Research aside, I came to see whales and in that respect I was extremely successful. I saw them from the Playa El Doradillo beach just 22 km outside of Puerto Madryn where at high tide they come as close as they can to play and what I can only describe as “people watch”. Some new friends from the hostel and I rented a taxi and spent two hours at the beach watching the whales frolic. At the beach they were rolling around waving their tails and flippers in the air. Some cruised the shore with their head above water to get a good view of the crowd assembled on shore. Many of the whales had babies and the babies also seemed very curious to see people. Farther out in deeper waters whales were jumping out of the water. Scientists don’t know why they breech, but they often jump several times in a row. One whale liked waving its tail in the air and gave people an ample opportunity to get the “whale tail” photo. Whale watching from Playa el Doradillo beach has eclipsed any other wildlife experience I have ever had. It was absolutely incredible to see whales at such close range – and of their own volition. I know that everyone I shared the experience with felt the same way. Whale watching from the boat was also very rewarding. The first two whales we saw had white babies with them. These babies are born without pigment and darken over time. Only seven whales had white babies in the gulf this year.
Southwest of Purto Madry there are a couple of famous Welsh colonies, which I visited with my new friend Melisa. I cannot imagine getting off of a boat and walking into Patagonia’s interior to start my new life in that desolate lanscape, but some Welsh people during the 1800’s were far braver and heartier than I will ever be. Their relatives still keep the Welsh language and traditions alive in Trelew and Gaiman. These towns now have a unique tourist industry. Gaiman is particularly famous for serving Welsh high teas at proper tea houses that are full of antiques from the original settlers.

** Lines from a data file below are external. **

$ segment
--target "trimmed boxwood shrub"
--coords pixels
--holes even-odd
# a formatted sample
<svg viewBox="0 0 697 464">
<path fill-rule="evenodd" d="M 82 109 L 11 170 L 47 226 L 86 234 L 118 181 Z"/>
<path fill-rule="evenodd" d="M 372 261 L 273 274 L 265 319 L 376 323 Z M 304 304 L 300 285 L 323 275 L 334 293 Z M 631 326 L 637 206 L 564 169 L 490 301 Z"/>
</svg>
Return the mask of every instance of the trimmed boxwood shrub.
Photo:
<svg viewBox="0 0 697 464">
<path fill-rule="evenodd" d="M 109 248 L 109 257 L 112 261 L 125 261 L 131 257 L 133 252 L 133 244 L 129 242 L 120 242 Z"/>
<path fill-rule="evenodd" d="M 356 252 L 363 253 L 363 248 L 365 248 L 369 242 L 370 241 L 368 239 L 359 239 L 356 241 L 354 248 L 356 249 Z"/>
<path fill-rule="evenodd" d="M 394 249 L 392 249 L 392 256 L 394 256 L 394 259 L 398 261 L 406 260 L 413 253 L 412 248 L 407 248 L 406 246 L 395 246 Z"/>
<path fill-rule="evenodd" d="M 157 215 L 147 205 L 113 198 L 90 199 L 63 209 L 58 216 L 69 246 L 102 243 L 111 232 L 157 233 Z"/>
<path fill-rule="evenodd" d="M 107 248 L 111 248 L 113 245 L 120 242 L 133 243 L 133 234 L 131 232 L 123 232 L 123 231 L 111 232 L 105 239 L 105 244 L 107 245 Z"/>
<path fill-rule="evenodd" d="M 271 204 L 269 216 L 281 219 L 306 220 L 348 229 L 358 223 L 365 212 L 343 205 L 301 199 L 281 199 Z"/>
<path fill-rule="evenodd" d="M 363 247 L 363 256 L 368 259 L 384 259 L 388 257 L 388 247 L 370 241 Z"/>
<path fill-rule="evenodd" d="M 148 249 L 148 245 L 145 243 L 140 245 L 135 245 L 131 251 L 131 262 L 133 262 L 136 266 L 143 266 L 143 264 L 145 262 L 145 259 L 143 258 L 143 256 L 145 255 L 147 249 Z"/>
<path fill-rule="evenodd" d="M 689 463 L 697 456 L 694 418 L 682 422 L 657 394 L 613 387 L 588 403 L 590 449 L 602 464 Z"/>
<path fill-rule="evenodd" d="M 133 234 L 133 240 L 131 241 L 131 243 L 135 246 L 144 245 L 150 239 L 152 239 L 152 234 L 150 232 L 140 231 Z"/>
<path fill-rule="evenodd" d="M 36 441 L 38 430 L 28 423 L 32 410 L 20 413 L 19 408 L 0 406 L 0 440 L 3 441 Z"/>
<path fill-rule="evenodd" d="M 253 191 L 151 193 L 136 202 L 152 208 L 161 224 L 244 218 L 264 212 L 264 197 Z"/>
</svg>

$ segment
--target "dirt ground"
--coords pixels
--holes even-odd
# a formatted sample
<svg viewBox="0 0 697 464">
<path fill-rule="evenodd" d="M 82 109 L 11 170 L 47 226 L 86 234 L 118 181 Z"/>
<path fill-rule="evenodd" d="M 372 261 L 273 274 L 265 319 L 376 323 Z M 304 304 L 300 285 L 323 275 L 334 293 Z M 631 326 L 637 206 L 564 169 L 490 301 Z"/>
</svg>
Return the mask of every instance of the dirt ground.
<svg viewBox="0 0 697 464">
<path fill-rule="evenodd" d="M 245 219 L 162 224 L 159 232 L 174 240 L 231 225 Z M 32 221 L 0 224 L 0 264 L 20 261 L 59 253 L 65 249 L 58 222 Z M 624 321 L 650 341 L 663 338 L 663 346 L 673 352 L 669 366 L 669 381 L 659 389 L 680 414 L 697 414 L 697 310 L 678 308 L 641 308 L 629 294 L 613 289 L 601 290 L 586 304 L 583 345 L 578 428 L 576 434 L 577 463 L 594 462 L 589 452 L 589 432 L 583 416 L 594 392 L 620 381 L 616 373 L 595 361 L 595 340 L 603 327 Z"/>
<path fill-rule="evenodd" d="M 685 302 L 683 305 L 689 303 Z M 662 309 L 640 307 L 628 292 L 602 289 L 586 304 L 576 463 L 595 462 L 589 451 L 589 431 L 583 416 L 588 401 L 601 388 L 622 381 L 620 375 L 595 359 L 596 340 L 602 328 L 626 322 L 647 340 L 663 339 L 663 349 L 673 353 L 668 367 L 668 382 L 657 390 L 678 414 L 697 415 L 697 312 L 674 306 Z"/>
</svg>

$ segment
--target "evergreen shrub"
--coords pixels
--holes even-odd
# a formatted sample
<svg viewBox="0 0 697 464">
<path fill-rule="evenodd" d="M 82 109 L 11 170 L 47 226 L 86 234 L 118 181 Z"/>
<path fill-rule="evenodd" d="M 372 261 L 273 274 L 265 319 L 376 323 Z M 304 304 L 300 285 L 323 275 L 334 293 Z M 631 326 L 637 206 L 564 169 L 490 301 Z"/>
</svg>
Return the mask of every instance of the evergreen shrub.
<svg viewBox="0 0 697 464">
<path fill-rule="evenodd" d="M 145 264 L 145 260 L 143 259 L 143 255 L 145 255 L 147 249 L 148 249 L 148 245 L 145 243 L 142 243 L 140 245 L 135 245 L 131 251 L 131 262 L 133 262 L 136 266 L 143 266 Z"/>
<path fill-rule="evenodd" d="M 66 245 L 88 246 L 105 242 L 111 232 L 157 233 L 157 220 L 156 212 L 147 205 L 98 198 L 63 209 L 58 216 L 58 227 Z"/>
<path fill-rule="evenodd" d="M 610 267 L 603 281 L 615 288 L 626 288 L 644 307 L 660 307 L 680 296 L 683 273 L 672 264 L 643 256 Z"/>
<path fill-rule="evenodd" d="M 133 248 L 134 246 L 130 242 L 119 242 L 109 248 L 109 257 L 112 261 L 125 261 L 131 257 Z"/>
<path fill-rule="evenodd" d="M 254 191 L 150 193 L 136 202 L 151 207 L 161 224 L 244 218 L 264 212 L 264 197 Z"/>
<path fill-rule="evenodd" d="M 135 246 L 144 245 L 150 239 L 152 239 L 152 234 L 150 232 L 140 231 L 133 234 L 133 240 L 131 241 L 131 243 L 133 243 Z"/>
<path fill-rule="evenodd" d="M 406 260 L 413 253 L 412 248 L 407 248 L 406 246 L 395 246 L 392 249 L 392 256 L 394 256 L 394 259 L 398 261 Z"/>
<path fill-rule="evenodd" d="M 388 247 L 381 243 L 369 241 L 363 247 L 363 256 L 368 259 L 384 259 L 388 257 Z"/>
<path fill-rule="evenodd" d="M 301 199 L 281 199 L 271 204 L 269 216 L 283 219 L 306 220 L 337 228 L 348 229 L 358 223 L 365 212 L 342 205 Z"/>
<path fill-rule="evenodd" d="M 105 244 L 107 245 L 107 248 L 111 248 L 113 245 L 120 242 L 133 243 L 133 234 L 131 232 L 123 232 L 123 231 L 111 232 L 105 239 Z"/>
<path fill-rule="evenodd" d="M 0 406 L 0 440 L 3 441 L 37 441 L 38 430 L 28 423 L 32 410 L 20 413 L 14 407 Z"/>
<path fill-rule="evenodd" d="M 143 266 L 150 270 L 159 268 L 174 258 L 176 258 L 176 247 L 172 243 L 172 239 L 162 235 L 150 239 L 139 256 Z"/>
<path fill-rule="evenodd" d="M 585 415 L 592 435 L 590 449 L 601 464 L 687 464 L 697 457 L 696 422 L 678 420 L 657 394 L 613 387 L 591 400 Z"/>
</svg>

At the house where Melisa and I enjoyed high tea, we were greeted by a young man who had spent half his life in Gaiman and the other half in Southern California. He looked Welsh, was fluent in Spanish and American English, and had decided to settle down in Gaiman to carry on his family’s heritage. He and his mother ran the tea house together. He spent a lot of time telling us about his family’s history and showed us several family heirlooms. The butter churn and the cream separator were of particular importance to his ancestors. They were needed to process and preserve dairy products, one of the few luxuries that the Welsh immigrants had – and important components in all the pastries that were served at high tea: butter for the homemade bread, cheese, cream cake (traditionally served at very special occasions when there was a lot of cream on hand), lemon squares, chocolate cake, raspberry cake, and the traditional black cake (fruit and nut cake), and of course milk for our tea. Our enthusiastic guide said he enjoyed looking at the family’s antiques and remembering their simple life and simple pleasures, but the decadent selection of cakes served to us at high tea made me question how “simple” these pleasures really were. I enjoyed them none-the-less because wherever you are in the world, high tea is truly a pleasure.